Когда два года спустя, в октябре 1845 года, Линд снова оказалась в Копенгагене, он понял, что должен ретироваться. На большом празднестве, которое она устроила для датских друзей у себя в гостинице, певица, в частности, поблагодарила балетмейстера Бурнонвилля{57}, который так любезно заботился о ней в Копенгагене и был для нее настоящим отцом. В ответной речи Бурнонвилль заявил, что теперь все датчане захотят быть его детьми, чтобы стать братьями Йенни Линд. «Для меня это слишком много, — весело ответила она, — я лучше выберу себе в братья кого-нибудь одного! Не хотите ли вы, Андерсен, стать моим братом?» — И с бокалом шампанского в руке она подошла к нему и чокнулась. Не оставалось сомнения в том, что несчастный поэт должен сделать хорошую мину и выпить с ней на брудершафт.

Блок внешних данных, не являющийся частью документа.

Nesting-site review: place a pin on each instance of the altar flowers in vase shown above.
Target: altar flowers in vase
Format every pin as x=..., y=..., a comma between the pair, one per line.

Но он не мог ее забыть и, возможно, надеялся, что ее чувства переменятся. Во всяком случае, во время своего путешествия на юг в том же году он постарался оказаться в Берлине в декабре, вместе с ней. Он рассчитывал, что они вдвоем встретят рождество, и потому отказывался от других приглашений. Но она не появлялась, и он просидел один в своих комнатах в гостинице.
Портрет Йенни ЛиндТолько в восемь часов он перестал ждать и отправился в гости к немецким друзьям. Когда на следующий день Андерсен не без горечи рассказал ей, как был вынужден провести сочельник, Йенни засмеялась и сказала: «Мне это и в голову не пришло, я думала, вы веселитесь с принцами и принцессами, а кроме того, меня пригласили в гости, но мы устроим еще один сочельник, и дитя получит свою елку в новогоднюю ночь!» Так и вышло, и о романтической встрече двух детей Севера сплетничали и болтали газеты, а Андерсен описал ее в своей немецкой автобиографии 1846 года. Их дружба стала событием европейского значения, что способствовало еще большей его популярности во время пребывания в Англии в будущем году, так как он — едва ли случайно — прибыл в Лондон как раз в то время, когда Линд выступала там в опере. Впрочем, оба были очень заняты и встречались всего пару раз. С тех пор поэт не имел от нее никаких вестей. Через три года она поехала на гастроли в Америку и в 1852 году вышла замуж в Бостоне за немецкого пианиста.